Nevertheless, the fork eventually gained acceptance in Italy, and Italy's Catherine de Medicis helped bring it to France. After her marriage to Henry II of France in 1533, she urged the fork's use for the sake of both hygiene and appearance, Niehoff said.
The English, however, continued to shun the fork as an effeminate tool that had no other purpose than keeping the hands clean -- not a priority for British macho men, evidently.
French and English nobility finally accepted the fork in the 17th century, von Drachenfels said, but it was another 100 years before it caught on with commoners.
Simpler settings
Early Americans were slower than Europeans to adopt dining refinements, largely because the settlers lived and ate simply, Niehoff said. In fact, the knife remained the main eating utensil for us rough-edged Americans until the 1820s or 1830s, according to Ann Boger, a former assistant curator at the Cleveland Museum of Art who organized an exhibit on the history of flatware in 1994.

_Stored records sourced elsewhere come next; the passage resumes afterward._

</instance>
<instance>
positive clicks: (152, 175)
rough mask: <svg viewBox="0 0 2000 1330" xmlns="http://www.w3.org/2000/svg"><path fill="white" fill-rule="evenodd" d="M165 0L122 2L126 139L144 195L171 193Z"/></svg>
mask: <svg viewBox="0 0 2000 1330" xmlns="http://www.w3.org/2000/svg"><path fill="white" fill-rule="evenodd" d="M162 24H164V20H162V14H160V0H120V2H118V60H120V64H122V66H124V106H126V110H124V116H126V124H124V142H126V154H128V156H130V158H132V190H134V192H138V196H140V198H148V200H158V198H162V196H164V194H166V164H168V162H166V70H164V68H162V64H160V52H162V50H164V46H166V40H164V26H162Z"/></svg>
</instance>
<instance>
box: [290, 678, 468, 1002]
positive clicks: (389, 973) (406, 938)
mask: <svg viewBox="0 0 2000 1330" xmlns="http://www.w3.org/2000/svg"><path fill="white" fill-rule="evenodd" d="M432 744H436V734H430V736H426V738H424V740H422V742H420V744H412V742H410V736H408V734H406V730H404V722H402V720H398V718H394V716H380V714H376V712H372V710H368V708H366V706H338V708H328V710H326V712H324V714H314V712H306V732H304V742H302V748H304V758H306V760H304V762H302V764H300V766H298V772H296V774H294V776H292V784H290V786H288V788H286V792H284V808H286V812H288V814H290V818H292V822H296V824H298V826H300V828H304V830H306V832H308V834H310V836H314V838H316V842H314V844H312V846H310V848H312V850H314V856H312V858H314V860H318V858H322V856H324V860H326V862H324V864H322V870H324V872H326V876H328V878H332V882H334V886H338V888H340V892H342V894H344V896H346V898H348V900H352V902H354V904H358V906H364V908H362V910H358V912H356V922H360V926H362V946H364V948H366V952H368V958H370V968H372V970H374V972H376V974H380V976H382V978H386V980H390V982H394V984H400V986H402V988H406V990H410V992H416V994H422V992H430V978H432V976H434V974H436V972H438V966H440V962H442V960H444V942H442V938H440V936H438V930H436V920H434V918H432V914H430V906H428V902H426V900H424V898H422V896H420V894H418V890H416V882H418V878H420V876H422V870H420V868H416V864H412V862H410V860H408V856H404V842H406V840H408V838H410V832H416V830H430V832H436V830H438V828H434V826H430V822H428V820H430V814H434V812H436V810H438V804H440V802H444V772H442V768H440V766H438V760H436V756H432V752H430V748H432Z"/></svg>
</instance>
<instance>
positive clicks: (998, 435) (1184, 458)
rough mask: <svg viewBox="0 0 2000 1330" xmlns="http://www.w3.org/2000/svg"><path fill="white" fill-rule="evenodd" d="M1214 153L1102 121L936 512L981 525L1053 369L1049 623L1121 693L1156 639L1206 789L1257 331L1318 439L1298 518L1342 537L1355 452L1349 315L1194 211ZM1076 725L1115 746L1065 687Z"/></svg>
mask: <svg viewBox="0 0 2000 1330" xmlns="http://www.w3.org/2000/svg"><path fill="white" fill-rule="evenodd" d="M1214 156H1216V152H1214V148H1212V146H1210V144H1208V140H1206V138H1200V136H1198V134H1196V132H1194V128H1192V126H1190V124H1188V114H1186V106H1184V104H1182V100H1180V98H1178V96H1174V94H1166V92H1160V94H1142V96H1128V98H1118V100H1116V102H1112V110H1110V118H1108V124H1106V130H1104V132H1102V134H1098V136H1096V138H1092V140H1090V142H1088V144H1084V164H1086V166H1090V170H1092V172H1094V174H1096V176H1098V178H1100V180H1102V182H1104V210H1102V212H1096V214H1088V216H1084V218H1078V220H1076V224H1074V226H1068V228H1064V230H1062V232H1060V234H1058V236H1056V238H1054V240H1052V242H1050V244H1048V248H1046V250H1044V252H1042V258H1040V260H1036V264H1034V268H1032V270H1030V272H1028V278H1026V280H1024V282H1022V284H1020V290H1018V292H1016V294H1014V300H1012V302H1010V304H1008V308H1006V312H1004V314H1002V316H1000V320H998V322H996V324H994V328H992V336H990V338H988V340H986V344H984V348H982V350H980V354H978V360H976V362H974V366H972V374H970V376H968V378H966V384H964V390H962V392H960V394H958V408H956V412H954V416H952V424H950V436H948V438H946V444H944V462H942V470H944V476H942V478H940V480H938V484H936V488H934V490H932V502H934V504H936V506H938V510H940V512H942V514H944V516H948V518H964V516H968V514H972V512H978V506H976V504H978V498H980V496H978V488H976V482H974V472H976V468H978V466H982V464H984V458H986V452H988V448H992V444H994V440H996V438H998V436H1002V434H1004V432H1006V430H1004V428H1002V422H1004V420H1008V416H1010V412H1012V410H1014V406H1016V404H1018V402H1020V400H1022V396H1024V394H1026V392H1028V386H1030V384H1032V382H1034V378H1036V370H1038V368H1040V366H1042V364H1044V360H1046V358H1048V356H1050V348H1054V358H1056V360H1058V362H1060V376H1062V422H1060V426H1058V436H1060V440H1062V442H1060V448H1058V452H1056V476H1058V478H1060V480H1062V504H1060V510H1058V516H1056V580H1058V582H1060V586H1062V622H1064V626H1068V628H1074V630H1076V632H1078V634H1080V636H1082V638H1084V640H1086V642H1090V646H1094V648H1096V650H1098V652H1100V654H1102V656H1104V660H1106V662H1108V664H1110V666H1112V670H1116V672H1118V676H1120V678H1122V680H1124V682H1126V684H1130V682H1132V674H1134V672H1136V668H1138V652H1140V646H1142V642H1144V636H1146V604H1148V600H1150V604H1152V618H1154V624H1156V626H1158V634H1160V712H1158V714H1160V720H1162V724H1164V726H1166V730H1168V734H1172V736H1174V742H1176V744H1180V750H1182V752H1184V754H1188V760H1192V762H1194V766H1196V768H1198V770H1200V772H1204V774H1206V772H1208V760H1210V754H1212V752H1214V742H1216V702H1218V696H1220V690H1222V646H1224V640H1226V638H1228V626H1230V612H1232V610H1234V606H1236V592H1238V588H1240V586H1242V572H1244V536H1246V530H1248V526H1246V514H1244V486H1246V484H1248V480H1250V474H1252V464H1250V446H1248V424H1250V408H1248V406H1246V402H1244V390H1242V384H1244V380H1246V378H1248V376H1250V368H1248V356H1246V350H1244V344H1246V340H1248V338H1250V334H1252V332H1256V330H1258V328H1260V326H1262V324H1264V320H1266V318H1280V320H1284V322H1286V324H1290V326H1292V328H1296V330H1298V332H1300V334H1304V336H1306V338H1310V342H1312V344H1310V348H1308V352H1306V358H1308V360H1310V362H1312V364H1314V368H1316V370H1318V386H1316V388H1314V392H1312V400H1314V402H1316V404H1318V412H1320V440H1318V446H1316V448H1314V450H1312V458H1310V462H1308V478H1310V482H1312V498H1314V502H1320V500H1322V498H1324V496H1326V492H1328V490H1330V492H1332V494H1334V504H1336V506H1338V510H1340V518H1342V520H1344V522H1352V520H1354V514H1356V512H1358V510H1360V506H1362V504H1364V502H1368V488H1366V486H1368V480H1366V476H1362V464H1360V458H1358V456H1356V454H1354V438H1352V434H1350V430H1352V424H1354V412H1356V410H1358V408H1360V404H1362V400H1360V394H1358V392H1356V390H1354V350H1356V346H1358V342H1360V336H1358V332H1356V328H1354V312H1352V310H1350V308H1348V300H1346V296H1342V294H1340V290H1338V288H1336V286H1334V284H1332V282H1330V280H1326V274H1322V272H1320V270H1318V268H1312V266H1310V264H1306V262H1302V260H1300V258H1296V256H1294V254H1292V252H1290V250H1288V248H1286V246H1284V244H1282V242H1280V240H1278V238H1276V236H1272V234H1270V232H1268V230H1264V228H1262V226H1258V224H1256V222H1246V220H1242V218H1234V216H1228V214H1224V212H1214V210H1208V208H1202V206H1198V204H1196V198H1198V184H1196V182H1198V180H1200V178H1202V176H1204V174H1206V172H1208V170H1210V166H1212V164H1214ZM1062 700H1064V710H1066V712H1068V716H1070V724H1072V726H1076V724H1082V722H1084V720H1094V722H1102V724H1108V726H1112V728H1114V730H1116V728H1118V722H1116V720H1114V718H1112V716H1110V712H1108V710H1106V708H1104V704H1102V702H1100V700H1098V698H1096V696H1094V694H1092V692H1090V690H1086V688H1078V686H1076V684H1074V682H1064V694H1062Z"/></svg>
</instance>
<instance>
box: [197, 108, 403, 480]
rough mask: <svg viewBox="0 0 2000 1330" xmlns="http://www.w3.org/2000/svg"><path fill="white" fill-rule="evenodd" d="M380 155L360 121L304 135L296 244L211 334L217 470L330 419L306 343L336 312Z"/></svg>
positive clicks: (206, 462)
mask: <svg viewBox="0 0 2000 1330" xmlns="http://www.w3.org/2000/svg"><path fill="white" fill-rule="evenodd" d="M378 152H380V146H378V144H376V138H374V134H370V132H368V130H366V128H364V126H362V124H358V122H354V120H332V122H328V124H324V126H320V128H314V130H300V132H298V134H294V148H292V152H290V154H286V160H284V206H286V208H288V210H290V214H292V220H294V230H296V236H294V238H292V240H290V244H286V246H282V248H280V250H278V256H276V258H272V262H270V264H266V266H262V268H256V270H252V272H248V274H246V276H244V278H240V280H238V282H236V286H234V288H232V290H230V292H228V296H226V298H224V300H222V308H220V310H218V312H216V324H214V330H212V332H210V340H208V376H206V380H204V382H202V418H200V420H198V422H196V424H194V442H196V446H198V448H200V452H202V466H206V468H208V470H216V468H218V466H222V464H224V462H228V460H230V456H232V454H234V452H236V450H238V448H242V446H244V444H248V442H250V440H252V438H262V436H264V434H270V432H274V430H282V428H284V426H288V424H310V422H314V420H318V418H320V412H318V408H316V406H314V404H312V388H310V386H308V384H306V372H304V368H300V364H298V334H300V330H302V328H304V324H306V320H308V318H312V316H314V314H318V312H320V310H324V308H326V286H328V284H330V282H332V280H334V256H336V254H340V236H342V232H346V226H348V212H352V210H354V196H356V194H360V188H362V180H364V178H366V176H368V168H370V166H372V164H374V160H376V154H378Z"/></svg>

Those early settlers typically ate from wooden trenchers or wooden tableware called treen, von Drachenfels said, even though most Europeans were using ceramic dishes by the 17th century.
The biggest boost to elegant dining was probably the Industrial Revolution, when mass production and the invention of electroplating made good china and flatware affordable to a growing middle class. These newly moneyed consumers wanted to emulate nobility by using an array of implements for different foods and times of day, and they sought to set themselves apart from the lower class by developing elaborate dining rituals, Niehoff said.
Practical matters
Although royal custom has influenced where all those accouterments go on a table, practicality has also played a role. The placement of flatware is an example: The knife, Niehoff explained, went to the right of the plate because most people are right-handed. Strength is needed for carving meat, so it made sense to put the knife within easy access of the dominant hand. The fork's use for spearing requires less strength, so that utensil went on the left. The spoon ended up on the right largely to avoid crowding the left side, which often is set with two or more forks.